Paul Otchakovsky-Laurens est mort à la suite d'un accident de voiture sur l'île Marie-Galante (Petites Antilles françaises). Il avait soixante-treize ans. C'était un grand éditeur, discret et brillant. Parmi ses «poulains»: Georges Perec, Marguerite Duras, Emmanuel Carrère, Jean Rolin, Marie Darrieussecq, Valère Novarina, Camille Laurens…
La qualité des romans publiés par sa maison était telle que chaque année ses auteurs participaient à la course aux grands prix littéraires (Nathalie Azoulai, prix Médicis 2016, Atiq Rahimi, Goncourt 2008…).
Né en 1944 à Valréas, dans le sud de la France, Paul Otchakovsky-Laurens a débuté dans l'édition en tant que stagiaire chez Christian Bourgois en 1969, avant de devenir lecteur chez Flammarion en 1970.
Avant d'être une maison d'édition, POL était une collection créée chez Hachette. Il avait publié le célèbre La Vie mode d'emploi, de Perec. C'était en 1977 qu'il a commencé de voler de ses propres ailes. En 1983, il transforme P.O.L. en maison d'édition indépendante, en publiant Le Livre des ciels de Leslie Kaplan.
Ensuite, il édite Marguerite Duras, notamment son grand livre, La douleur en 1985 et La pluie d'été en 1990.
Emmanuel Carrère, Marguerite Duras, Georges Perec
Dans les années 1990, la maison d'édition connaît un grand essor en éditant de jeunes auteurs à succès comme Marie Darrieussecq avec Truismes ou encore Martin Winckler avec La maladie de Sachs. Des premières œuvres qui rencontrent un accueil considérable.

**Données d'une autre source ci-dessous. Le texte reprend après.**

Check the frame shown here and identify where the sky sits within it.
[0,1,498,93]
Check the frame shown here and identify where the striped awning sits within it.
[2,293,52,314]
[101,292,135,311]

Petit à petit, mais avec constance, il se crée l'un des plus beaux catalogues de la littérature française, avec des valeurs montantes puis confirmées comme Emmanuel Carrère, avec, entre autres L'adversaire ou La Moustache, ou encore Atiq Rahimi, lauréat du Prix Goncourt pour Syngué sabour. Pierre de patience en 2008. La plupart de ses auteurs lui sont restés fidèles.
En janvier 2011, un numéro entier d'une revue littéraire américaine, The Review of Contemporary Fiction, était consacré aux écrivains de cette maison d'édition française. C'est assez rare pour le souligner, un éditeur français fêté aux États-Unis. POL faisait l'objet d'un numéro spécial de la prestigieuse revue américaine. Plus de 160 pages réservés aux auteurs P.O.L, avec une sélection d'extraits de leur roman (Patrick Lapeyre, Olivier Cadiot, Frédéric Boyer, Mathieu Lindon, Valère Novarina…). Marie Darrieussecq, Leslie Kaplan et d'autres ont signé un texte. Intéressant, aussi, était l'entretien entre John O'Brien, éditeur de la revue, et Paul Otchakovsky-Laurens, qui expliquait pourquoi il avait créé P.O.L. Ce numéro spécial venait récompenser un travail de fourmi mené par P.O.L, qui voit ainsi nombre de ses auteurs traduits et publiés aux États-Unis. Belletto, Rolin, Alféri, Gavarry, Carrère, Duras…
Trois mots peuvent le qualifier: indépendance, exigence et talent. Indépendance, même si sa maison a rejoint le groupe Gallimard, mais il a toujours choisi ses textes et était seul maître à bord.
Paul Otchakovsky-Laurens avait réalisé un documentaire en novembre 2017, Éditeurdans lequel il expliquait sa vocation et cette passion qui ne l'a jamais quitté.
Le cinéma était d'ailleurs une autre passion. Il a longtemps œuvré au sein de la Scelf (Société civile des éditeurs de langue française) qui organisait au Salon du livre des rencontres avec une centaine de producteurs afin de favoriser le passage du livre à l'écran.